Et donc ça râle sec : à moins que la direction ait un gros projet d’investissement intelligent à leur présenter, ils veulent qu’on leur rende le cash pour le réinvestir ailleurs, là où ça servira à quelque chose.
D’où le méga-dividende du 15 novembre 2004 : $3.08 par action — c’est-à-dire $3 de plus qu’un dividende normal — ce qui, au total, fait quelque chose comme $32 milliards (une bonne moitié de la pile de cash).
<technique>
La date du dividende, c’est la « ex-dividend date » — date à laquelle vous devez *déjà* être actionnaire pour avoir droit au dividende. Le 15/11/2004 étant un lundi, vous aviez jusqu’au vendredi 12 en clôture pour acheter.
<technique>
Bref, si vous cherchiez un exemple de gros dividende, celui qu’a payé Microsoft le 15 novembre 2004 se pose là — ce qui me permet fort opportunément d’illustrer un point important.

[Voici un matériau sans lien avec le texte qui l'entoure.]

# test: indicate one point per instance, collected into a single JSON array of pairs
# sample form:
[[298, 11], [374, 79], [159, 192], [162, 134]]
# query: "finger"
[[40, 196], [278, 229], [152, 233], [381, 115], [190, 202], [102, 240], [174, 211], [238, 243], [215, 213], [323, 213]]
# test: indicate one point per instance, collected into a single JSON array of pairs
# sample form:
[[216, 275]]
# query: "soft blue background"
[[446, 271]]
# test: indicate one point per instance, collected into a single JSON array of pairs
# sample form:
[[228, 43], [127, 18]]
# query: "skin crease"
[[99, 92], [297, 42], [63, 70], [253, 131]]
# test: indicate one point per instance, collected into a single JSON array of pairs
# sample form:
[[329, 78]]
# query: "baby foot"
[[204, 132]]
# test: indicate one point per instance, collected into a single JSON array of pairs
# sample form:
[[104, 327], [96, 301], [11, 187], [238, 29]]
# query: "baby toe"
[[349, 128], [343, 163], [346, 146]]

Le vendredi 12 novembre à la clôture, l’action Microsoft se négociait $29.97. Le week-end est passé puis, à l’ouverture du marché le lundi 15 novembre, elle ne valait plus que $27.34 — $2.63 de moins (-8.8%).

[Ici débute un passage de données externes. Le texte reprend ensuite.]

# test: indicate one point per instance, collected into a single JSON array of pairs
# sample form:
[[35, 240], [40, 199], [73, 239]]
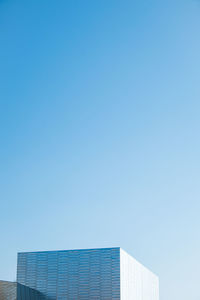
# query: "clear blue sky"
[[100, 132]]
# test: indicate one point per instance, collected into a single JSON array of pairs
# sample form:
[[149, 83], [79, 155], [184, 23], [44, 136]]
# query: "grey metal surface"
[[70, 274]]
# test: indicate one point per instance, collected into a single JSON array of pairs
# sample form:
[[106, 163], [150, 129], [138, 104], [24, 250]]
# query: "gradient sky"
[[100, 132]]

L’observateur non-averti en conclura que les actionnaires de Microsoft ont perdu pas mal d’argent pendant le week-end mais il se trompe puisque, vous l’avez compris, ils ont tous touché $3.08 de dividende par action.
C’est-à-dire que, une fois pris en compte le dividende, ça fait $27.34 + $3.08 = $30.42 — et donc un gain de $0.45 (+1.5%). Autrement dit, le marché a ajusté (à la baisse) le cours de l’action pour tenir compte du dividende.
Ce qui est parfaitement logique : $32 milliards sont sortis des comptes de Microsoft et donc, il est tout à fait normal que la valeur de la boîte (et donc des actions) baisse d’à peu près le même montant.
Le reste, les +1.5%, c’est grosso modo la variation du cours qui aurait eu lieu si Microsoft n’avait pas payé de dividende entre temps. En conséquence de quoi, ce paiement en cash n’a pas enrichi les actionnaires.
En anglais, on appelle ça la « dividend irrelevance theory » : quand une entreprise paie un dividende, cette sortie de cash est immédiatement compensée par une baisse du cours.
La difficulté, c’est que ramené aux variations quotidiennes d’une action, cet effet peut passer inaperçu. Dans mon exemple, si Microsoft avait payé $0.08, ça n’aurait fait que +0.27% par rapport au cours du vendredi.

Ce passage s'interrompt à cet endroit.